Sarah Silverman Wants to Pop Your Bubble
Hollywood, Calif. — Sarah Silverman, during the first test run of her new political variety show, “I Love You, America,” introduced a nude couple in the front row. Next was a generic white male host behind a desk to her right, a familiar face, she said pointedly, for audiences to look to when things get uncomfortable.
But they weren’t the most surprising supporting players on this studio set, which looked like a cross between a roadside diner and an upscale thrift store. That may have been a Trump voter, part of a group of ordinary people interviewed by Ms. Silverman, a liberal comedian who spoke at the Democratic National Convention last year. Asked about his support for the president, he explained that Mr. Trump had fewer scandals than Hillary Clinton. Ms. Silverman cringed and the crowd murmured, anticipating a sharp comeback. Instead, she smiled politely and moved on.
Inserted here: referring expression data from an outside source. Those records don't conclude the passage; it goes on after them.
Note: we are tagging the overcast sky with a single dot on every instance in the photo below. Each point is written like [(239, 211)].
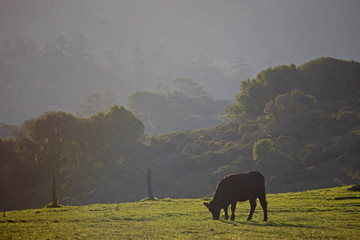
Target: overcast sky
[(262, 32)]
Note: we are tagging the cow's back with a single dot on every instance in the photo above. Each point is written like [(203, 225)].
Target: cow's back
[(240, 187)]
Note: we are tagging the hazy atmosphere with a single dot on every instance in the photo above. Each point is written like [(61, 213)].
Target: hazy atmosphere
[(163, 40), (136, 118)]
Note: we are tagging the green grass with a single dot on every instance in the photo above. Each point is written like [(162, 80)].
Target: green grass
[(317, 214)]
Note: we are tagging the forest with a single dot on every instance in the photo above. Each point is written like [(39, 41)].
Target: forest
[(298, 125)]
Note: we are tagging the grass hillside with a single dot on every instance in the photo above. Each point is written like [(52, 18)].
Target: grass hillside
[(332, 213)]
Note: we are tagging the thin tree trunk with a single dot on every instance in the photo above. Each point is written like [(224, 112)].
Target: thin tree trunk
[(54, 192), (150, 189)]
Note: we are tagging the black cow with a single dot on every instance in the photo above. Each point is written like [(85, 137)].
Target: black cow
[(238, 188)]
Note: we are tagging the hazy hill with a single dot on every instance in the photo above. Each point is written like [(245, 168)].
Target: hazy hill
[(285, 123)]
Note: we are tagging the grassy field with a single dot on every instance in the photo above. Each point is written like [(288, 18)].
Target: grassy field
[(332, 213)]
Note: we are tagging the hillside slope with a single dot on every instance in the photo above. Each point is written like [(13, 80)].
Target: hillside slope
[(319, 214)]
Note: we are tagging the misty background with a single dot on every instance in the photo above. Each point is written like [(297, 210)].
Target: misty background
[(215, 43)]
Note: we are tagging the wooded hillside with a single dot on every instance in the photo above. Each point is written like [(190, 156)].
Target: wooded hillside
[(300, 126)]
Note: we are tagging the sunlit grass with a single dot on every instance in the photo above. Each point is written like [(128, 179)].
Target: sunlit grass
[(305, 215)]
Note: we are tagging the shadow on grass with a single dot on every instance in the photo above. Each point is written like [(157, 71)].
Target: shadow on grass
[(266, 224)]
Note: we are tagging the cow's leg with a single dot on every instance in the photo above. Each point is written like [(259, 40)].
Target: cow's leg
[(264, 206), (233, 207), (226, 213), (252, 209)]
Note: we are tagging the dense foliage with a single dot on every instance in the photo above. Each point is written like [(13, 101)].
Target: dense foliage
[(285, 124)]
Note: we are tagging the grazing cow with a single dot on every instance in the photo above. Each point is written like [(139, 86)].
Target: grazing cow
[(238, 188)]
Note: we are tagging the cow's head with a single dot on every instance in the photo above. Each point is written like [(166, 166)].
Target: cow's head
[(214, 209)]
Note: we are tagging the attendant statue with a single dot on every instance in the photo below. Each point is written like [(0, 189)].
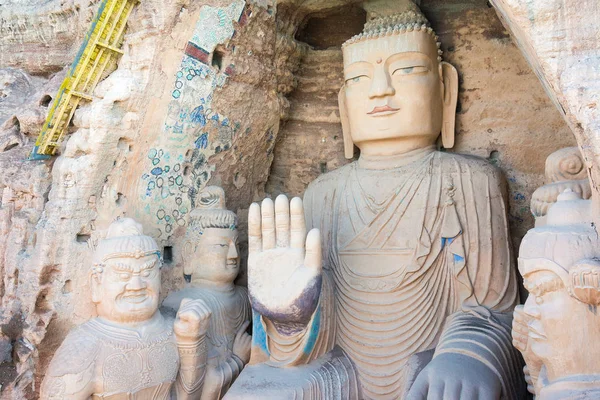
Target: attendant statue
[(404, 286), (210, 256), (130, 351), (565, 169), (558, 327)]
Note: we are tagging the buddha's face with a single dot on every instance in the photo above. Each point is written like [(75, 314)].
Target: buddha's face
[(394, 88), (562, 329), (214, 257), (128, 289)]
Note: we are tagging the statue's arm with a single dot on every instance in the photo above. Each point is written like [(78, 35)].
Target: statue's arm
[(481, 329), (192, 370), (70, 375), (191, 326), (293, 321)]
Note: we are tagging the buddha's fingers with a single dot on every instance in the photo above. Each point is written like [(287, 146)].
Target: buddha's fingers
[(254, 235), (282, 220), (267, 210), (298, 225), (312, 258)]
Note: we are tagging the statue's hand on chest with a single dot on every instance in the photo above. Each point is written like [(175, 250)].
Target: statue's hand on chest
[(284, 263)]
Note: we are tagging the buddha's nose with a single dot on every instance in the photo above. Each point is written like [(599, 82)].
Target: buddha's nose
[(381, 85), (530, 308), (232, 254), (136, 283)]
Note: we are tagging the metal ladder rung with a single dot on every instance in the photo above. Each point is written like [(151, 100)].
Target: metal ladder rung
[(81, 95), (111, 48)]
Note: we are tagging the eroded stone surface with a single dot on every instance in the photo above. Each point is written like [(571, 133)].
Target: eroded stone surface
[(560, 268), (563, 50)]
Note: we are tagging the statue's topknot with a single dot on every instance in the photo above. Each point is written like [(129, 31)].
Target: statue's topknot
[(407, 21), (211, 212)]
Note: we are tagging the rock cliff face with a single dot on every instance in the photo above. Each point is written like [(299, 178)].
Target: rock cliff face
[(560, 40), (226, 92)]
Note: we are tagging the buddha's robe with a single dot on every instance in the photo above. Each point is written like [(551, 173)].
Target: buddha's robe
[(98, 360), (230, 309), (415, 257)]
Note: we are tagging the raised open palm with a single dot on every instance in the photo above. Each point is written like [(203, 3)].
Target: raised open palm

Is this really Sarah Silverman?
“You’ve never changed someone’s mind by arguing,” she said the next day, sitting on a couch in her office watching footage from the show, which will have its premiere on Hulu on Oct. 12. “Or facts. Facts don’t change people’s minds, as crazy as that sounds.”
Gesticulating across from an American flag mounted above her desk, Ms. Silverman said there are enough comedians on television, sure of their rightness, explaining why their opponents are wrong. “I am interested in hearing about people’s feelings, and as corny and hippie-granola as it sounds, it is the root of everything,” she said.
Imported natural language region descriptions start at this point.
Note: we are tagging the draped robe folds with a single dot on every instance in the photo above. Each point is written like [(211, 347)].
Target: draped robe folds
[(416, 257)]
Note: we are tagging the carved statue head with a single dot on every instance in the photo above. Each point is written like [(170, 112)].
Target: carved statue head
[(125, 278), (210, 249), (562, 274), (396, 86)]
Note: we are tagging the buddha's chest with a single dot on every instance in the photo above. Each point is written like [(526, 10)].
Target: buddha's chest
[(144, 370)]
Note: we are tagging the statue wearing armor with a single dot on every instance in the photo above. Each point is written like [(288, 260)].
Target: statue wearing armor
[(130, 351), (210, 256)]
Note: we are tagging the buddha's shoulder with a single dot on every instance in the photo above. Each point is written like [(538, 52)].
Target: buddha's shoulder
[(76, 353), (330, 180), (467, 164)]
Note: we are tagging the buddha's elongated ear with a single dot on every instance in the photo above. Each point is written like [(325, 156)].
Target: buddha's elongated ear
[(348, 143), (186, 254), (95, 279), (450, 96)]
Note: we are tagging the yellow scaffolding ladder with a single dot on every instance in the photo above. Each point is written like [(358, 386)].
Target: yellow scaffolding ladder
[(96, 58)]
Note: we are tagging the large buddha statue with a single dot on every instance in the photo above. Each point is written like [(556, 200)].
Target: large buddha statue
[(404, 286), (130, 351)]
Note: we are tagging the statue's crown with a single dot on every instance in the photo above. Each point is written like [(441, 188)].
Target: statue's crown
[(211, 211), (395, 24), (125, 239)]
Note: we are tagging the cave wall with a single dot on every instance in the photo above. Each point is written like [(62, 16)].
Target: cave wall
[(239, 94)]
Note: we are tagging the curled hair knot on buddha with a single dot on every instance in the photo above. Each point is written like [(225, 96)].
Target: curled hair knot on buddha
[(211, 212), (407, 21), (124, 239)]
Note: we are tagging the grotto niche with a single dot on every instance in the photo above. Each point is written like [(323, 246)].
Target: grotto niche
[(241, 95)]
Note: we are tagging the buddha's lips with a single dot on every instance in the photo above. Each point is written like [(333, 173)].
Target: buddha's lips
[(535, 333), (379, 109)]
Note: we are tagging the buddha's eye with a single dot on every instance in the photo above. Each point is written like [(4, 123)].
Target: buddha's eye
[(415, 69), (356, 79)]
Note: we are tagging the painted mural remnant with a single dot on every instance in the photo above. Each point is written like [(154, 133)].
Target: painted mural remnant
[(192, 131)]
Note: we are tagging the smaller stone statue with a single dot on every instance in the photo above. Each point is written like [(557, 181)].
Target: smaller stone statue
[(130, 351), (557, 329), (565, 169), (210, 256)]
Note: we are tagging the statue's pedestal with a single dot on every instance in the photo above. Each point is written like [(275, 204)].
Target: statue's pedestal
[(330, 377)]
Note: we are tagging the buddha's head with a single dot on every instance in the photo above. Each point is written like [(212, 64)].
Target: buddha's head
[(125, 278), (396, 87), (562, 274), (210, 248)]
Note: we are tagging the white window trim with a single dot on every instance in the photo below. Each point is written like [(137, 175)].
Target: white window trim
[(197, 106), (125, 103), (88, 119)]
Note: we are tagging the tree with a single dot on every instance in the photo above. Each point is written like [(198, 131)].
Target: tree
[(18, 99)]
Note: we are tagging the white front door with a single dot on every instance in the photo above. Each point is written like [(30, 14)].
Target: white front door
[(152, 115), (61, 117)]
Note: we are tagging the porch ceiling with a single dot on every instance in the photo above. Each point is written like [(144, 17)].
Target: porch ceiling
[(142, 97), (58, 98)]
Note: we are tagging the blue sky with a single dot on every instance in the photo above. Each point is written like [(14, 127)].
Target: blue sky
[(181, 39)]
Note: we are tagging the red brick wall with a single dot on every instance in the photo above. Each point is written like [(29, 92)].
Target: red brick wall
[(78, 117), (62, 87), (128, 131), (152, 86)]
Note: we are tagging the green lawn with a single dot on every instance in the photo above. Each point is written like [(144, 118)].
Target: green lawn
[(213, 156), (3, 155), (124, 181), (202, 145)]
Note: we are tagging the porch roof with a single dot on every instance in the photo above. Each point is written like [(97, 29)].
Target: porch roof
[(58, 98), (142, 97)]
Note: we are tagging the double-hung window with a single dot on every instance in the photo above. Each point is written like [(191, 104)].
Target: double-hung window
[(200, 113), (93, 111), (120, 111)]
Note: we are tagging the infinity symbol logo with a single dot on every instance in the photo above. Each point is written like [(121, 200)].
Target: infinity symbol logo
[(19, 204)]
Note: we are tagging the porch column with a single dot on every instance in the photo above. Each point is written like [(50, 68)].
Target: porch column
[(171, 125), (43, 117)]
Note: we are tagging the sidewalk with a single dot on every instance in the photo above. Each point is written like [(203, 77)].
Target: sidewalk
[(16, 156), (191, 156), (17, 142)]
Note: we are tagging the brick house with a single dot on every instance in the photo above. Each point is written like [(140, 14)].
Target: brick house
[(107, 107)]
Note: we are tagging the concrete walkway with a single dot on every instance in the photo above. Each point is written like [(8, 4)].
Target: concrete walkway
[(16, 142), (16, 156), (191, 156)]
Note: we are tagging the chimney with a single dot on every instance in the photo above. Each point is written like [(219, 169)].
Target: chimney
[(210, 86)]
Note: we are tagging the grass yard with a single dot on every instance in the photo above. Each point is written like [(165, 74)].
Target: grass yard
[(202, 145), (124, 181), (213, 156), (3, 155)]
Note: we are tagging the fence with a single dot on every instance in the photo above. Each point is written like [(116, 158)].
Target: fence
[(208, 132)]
Ms. Silverman, 46, one of the greatest stand-up comics of her generation, pioneered a swaggeringly feminine brand of raunchy, button-pushing humor that paved the way for comics like Amy Schumer and Ali Wong. In recent years, she has pivoted from this style, embracing a more earnestly engaged voice. With this new show she moves even further away, risking alienating her fans and experimenting with the limits of political comedy in the Trump era. In this increasingly divisive moment, is there an audience for a comedy show that aims for common ground?
Since Ms. Silverman became a star at the start of the new century, the stature of the comedian has shifted away from its roots as spitball-tossing outsider. For better and worse, some stand-ups are now treated like political oracles on social media. And during times of tragedy, late night talk show hosts regularly deliver solemn monologues. The day before I interviewed Ms. Silverman, Jimmy Kimmel unleashed a scathing broadsideagainst the Graham-Cassidy health care bill that dominated the conversation about the legislation the next morning.
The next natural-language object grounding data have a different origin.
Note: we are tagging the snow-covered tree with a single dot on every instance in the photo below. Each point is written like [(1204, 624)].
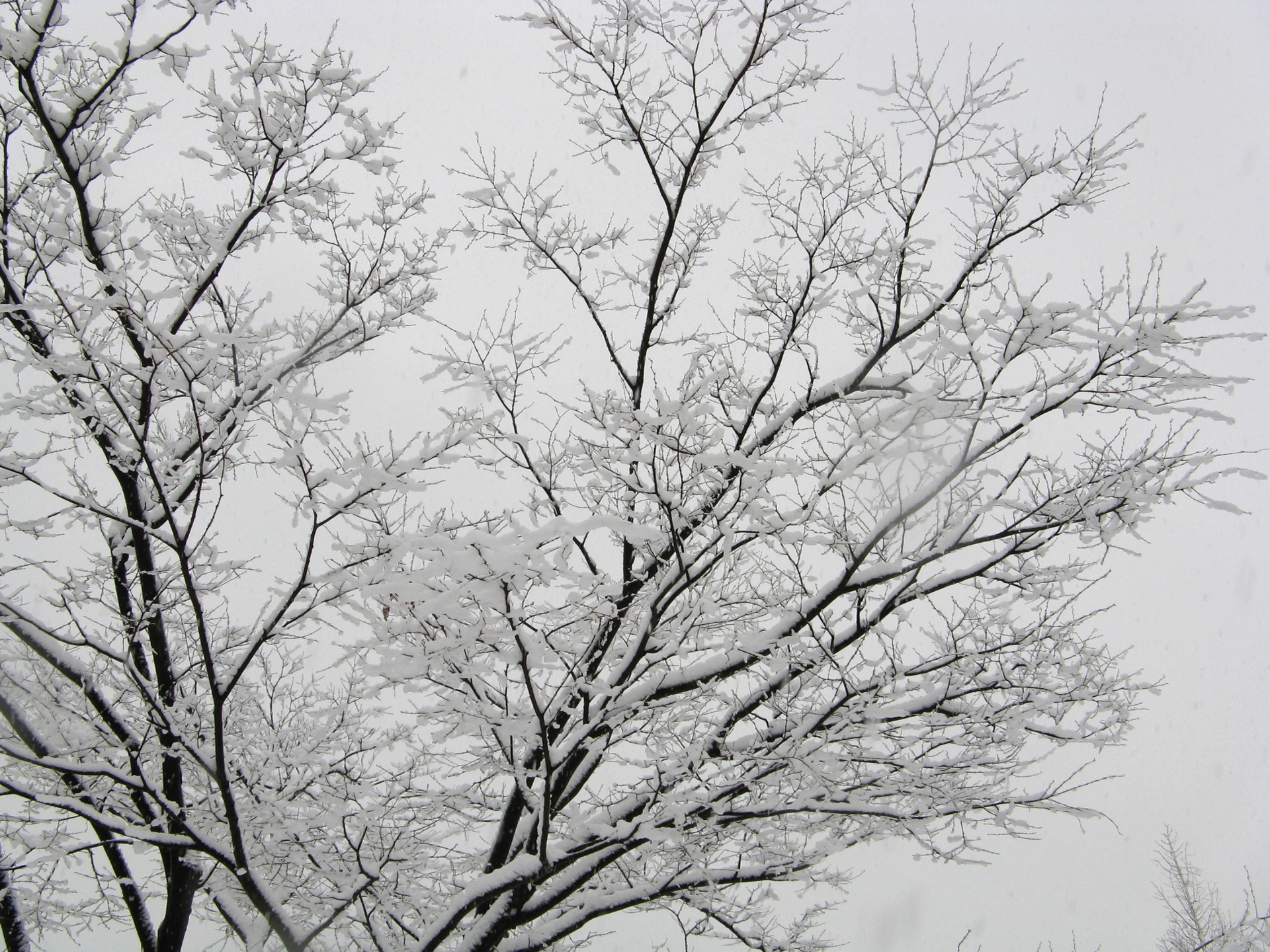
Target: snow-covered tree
[(1197, 920), (149, 701), (789, 568)]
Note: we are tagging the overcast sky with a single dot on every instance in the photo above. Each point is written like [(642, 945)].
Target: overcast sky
[(1194, 603)]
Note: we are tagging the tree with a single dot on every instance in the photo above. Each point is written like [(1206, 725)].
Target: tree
[(792, 568), (150, 703), (1195, 917)]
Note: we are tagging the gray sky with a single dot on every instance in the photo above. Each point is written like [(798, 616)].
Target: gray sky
[(1194, 603)]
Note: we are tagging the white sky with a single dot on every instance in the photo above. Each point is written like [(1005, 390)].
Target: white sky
[(1194, 604)]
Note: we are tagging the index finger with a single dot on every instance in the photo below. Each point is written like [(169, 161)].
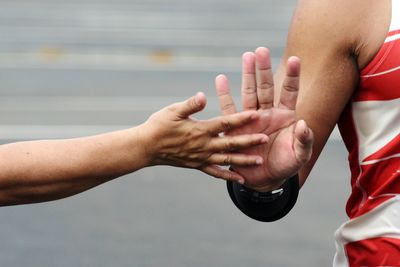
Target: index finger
[(230, 122), (265, 79), (290, 87), (249, 85), (224, 95)]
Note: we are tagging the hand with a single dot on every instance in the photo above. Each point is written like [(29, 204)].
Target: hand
[(290, 144), (177, 139)]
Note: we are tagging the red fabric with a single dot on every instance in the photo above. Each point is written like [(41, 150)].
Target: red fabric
[(374, 252)]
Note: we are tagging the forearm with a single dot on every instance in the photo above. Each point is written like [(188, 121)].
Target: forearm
[(46, 170)]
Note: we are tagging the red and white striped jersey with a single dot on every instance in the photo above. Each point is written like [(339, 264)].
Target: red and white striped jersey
[(370, 127)]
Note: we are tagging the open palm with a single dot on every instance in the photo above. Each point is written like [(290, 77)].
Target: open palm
[(290, 145)]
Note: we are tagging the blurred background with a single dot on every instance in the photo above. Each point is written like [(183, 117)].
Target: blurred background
[(74, 68)]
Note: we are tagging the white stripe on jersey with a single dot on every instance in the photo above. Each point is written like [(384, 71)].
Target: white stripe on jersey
[(382, 221), (381, 73), (395, 24), (392, 38)]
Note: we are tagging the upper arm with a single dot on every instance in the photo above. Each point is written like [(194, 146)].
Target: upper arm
[(320, 36)]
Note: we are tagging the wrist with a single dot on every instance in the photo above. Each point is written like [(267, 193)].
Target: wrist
[(271, 186), (142, 145)]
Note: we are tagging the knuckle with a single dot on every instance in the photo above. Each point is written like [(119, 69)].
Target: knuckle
[(226, 125), (265, 85), (249, 90), (227, 159), (291, 86), (228, 106)]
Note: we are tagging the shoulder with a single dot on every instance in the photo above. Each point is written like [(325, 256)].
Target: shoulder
[(340, 27)]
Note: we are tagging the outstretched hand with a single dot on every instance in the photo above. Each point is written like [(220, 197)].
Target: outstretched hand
[(177, 139), (290, 144)]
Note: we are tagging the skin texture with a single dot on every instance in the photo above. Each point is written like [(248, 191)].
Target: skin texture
[(333, 46), (38, 171)]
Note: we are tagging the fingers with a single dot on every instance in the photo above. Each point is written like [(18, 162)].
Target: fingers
[(227, 159), (190, 106), (231, 143), (230, 122), (249, 86), (224, 95), (221, 173), (290, 87), (265, 79), (303, 142)]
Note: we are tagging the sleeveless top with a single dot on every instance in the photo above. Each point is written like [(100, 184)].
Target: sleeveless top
[(370, 128)]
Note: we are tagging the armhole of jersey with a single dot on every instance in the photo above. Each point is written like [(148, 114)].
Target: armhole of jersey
[(380, 57)]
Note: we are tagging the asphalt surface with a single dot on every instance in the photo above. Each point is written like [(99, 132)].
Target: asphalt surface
[(73, 68)]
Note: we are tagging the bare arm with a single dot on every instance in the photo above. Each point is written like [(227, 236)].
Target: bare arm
[(333, 45), (45, 170)]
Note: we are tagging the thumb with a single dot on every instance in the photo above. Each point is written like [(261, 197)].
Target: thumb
[(192, 105), (303, 142)]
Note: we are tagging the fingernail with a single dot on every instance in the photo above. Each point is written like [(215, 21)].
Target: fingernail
[(254, 116)]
While Ms. Silverman is avoiding that kind of argumentative tactic in her own show, she saw his success as supporting her views about change. “He was not a political person at all until it affected his life,” she said of Mr. Kimmel, referring to his son, who was born in April with a heart ailment. (Mr. Kimmel and Ms. Silverman once dated.) “Sometimes, it takes a personal experience to get woke to things.”
Ms. Silverman, tall and poised, has a warm presence, listening to questions as intently as she answers them. She sometimes shifts between plain-spoken, even folksy slang and her old kewpie doll voice, code-switching between savvy and silly, gimlet-eyed and wide-eyed.
She grew up in Bedford, N.H., in one of few Jewish families in her neighborhood. Her mother ran a community theater and her father inherited the family clothing business, passing along his sense of humor. When Ms. Silverman was a toddler, he taught her how to say a string of curse words. “She’d sit on his lap — short black bangs, adorable round face — and say this, and we’d all laugh,” recalled her older sister Susan Silverman.